Team authentication
Require multi-factor authentication, set up Single Sign-On, and provision dashboard accounts from your identity provider.
The authentication settings page controls how your team signs in to the WorkOS dashboard. From here you can verify your email domain, require all members to sign in through your identity provider, automatically provision and deprovision accounts, and enforce multi-factor authentication (MFA).
Only members with the Admin role can view or change authentication settings.
Before you can set up Single Sign-On or directory provisioning for your team, you must verify ownership of your email domain. The domain you verify must match the email domain of your dashboard account – for example, an admin signed in as alice@example.com must verify example.com.
The Domains section walks you through verification by adding a DNS record. Once the domain is verified, the Single Sign-On and directory provisioning sections become available.
The Single Sign-On section lets you require all team members to authenticate to the WorkOS dashboard via your identity provider, using the same SSO technology WorkOS provides to your applications.
Setting up SSO for your team requires:
- A verified domain matching your email domain (see Domains).
- An active production environment.
The setup flow opens a guided configuration experience where you connect your identity provider. Once the connection is active, team members sign in through your identity provider instead of using email-based authentication.
Multi-factor authentication enforcement is handled by your identity provider when your team authenticates through SSO, so the dashboard’s MFA requirement is not available while SSO is active.

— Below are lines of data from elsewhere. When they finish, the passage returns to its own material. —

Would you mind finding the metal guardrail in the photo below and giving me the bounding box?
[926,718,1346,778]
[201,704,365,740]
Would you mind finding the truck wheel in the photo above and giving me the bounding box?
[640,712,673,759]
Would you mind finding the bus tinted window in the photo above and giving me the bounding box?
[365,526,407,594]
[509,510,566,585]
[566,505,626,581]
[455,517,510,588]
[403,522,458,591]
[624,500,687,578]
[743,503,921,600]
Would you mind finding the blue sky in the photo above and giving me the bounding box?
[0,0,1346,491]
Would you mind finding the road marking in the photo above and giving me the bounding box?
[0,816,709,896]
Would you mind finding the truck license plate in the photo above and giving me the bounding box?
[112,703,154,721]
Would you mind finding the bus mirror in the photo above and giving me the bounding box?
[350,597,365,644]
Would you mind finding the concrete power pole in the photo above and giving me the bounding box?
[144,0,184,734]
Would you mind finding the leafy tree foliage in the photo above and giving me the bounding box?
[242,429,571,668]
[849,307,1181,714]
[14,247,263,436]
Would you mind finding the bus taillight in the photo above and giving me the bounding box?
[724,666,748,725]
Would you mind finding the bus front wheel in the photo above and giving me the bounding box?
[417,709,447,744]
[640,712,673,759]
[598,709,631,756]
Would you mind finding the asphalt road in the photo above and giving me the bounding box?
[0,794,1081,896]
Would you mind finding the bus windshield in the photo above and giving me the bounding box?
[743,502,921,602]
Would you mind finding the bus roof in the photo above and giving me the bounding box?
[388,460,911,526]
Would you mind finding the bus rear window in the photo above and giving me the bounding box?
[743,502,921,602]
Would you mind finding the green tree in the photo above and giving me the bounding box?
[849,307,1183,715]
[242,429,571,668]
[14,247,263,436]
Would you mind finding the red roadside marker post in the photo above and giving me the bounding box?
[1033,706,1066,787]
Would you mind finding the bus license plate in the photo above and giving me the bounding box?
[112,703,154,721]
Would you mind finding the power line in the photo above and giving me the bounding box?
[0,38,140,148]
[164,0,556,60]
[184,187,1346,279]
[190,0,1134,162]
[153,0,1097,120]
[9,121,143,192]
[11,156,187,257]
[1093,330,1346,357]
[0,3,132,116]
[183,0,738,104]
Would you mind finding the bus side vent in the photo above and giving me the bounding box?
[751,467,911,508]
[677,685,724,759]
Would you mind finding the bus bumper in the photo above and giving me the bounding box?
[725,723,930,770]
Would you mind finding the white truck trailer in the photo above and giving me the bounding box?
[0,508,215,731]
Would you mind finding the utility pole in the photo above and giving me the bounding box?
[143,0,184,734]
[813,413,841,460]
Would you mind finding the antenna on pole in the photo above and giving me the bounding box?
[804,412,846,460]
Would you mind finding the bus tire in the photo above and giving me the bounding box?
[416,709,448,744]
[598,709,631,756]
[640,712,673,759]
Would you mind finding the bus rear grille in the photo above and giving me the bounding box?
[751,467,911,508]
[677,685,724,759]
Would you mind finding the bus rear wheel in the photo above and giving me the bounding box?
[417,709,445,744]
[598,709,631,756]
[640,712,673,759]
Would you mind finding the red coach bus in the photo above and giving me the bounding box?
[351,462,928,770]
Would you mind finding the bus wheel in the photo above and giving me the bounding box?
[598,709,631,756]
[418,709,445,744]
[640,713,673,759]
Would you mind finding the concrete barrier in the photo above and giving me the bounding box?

The Directory provisioning section lets you automatically provision and deprovision dashboard accounts by syncing with your identity provider, using Directory Sync. Role assignments are also synced from your identity provider groups, so members’ dashboard roles are controlled centrally.
Two distinct WorkOS features are named “directory provisioning.” The feature on this page provisions members of your own WorkOS dashboard team from your identity provider, and you can set it up yourself. AuthKit Directory Provisioning provisions your application’s users and organization memberships from your customers’ directories, and is enabled by WorkOS support on request. When contacting support, specify which one you mean.

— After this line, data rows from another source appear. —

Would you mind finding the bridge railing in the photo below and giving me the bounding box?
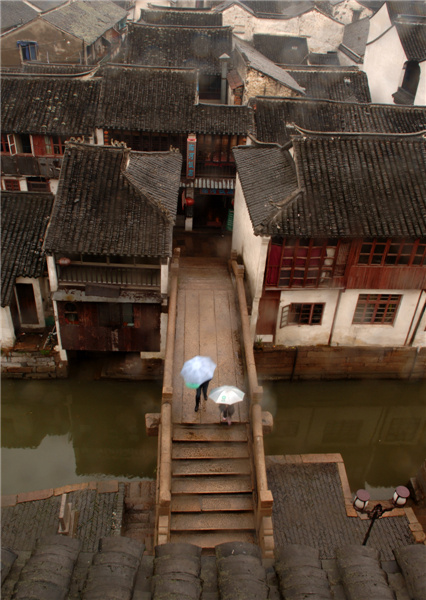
[155,249,180,545]
[231,256,274,558]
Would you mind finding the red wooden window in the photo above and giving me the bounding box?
[280,303,325,328]
[352,294,401,325]
[358,239,426,267]
[4,179,21,192]
[266,239,339,287]
[1,133,10,154]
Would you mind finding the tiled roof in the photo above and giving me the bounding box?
[1,191,53,306]
[1,76,100,135]
[43,0,127,44]
[234,37,304,94]
[96,66,253,135]
[45,144,182,257]
[141,8,222,27]
[251,96,426,144]
[127,23,232,74]
[1,62,96,76]
[253,33,309,65]
[234,135,426,237]
[386,0,426,22]
[1,0,38,31]
[395,19,426,62]
[192,104,254,135]
[2,535,426,600]
[241,0,315,19]
[96,66,197,132]
[283,65,371,102]
[27,0,67,12]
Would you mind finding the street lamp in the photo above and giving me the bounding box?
[353,485,410,546]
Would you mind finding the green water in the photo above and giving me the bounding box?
[1,373,426,499]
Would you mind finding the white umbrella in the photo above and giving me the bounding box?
[180,356,216,389]
[209,385,245,404]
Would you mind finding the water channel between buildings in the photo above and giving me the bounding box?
[1,370,426,499]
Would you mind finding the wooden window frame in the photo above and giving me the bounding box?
[280,302,325,329]
[352,294,402,325]
[356,238,426,267]
[3,178,21,192]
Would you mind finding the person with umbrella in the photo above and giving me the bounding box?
[209,385,245,425]
[180,356,216,412]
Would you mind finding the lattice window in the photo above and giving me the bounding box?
[280,302,325,328]
[352,294,402,325]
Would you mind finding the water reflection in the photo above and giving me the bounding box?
[263,381,426,499]
[1,379,161,494]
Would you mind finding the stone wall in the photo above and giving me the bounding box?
[1,350,68,379]
[254,346,426,380]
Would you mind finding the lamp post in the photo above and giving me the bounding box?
[353,485,410,546]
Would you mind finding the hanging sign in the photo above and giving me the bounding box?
[186,134,197,179]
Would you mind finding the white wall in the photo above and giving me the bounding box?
[331,290,421,346]
[15,277,45,329]
[0,306,16,349]
[362,27,406,104]
[222,5,344,52]
[275,289,339,346]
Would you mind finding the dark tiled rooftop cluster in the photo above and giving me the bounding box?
[2,536,426,600]
[234,135,426,238]
[96,66,197,132]
[252,96,426,144]
[45,144,182,257]
[141,8,222,27]
[1,192,53,306]
[127,23,232,75]
[1,77,100,135]
[282,65,371,102]
[395,21,426,62]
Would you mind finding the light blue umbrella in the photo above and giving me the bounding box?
[180,356,216,389]
[209,385,245,405]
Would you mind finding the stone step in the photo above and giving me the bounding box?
[170,512,255,531]
[172,441,249,459]
[170,531,256,554]
[173,424,247,442]
[172,475,253,494]
[172,458,251,477]
[172,494,253,512]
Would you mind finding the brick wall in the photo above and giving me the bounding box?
[254,346,426,380]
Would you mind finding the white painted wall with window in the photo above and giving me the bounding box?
[331,290,421,346]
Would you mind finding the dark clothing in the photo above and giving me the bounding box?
[195,379,211,408]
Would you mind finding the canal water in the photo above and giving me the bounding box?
[1,370,426,499]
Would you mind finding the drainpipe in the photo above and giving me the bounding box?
[219,54,231,104]
[328,290,345,346]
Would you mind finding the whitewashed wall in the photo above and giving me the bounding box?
[222,5,344,52]
[275,289,339,346]
[362,27,406,104]
[332,290,421,346]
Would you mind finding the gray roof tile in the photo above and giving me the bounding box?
[234,135,426,237]
[1,192,53,306]
[43,0,127,44]
[45,143,182,257]
[252,96,426,144]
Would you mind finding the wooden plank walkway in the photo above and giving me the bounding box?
[170,257,256,553]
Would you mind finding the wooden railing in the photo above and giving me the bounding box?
[155,249,180,545]
[231,256,274,558]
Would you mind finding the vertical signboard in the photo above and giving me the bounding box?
[186,133,197,179]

Directory provisioning requires:
- A verified domain matching your email domain (see Domains).
- An active production environment.
When setting up directory provisioning, make sure at least one user is in a group mapped to the Admin role. Otherwise your team can lose admin access to its own workspace.
Once directory provisioning is active, synced members are managed by the directory:
- Their access can only be revoked by removing them in your identity provider, not from the dashboard.
- Role changes made in the dashboard may be overridden on the next directory sync if the member belongs to an identity provider group that is mapped to a role.
The WorkOS MCP section controls whether your team can use the WorkOS MCP server to manage your workspace with AI agents. These settings apply to the entire team, and only admins can change them.
Three settings can be toggled independently. All are enabled by default:
- Enable – Allow this team to access the WorkOS dashboard over MCP. Turning this off disables MCP for the team entirely, which also disables the two settings below.
- Allow production access – Allow agents to access production environments. When off, MCP can only reach sandbox environments.
- Allow write access – Allow agents to perform write operations. When off, MCP is restricted to read-only operations.
The Additional security section lets admins require MFA for the whole team.
When the requirement is enabled, all team members must use multi-factor authentication to sign in. Anyone who hasn’t enrolled yet is prompted to enroll at their next sign-in.
Before you can enable the requirement, you must first enroll in MFA on your own account from your profile settings. The requirement is also unavailable when your team authenticates through SSO, since your identity provider enforces MFA in that case.
Disabling the requirement stops prompting new members to enroll, but members who already enrolled still complete MFA at sign-in unless an admin resets their factor.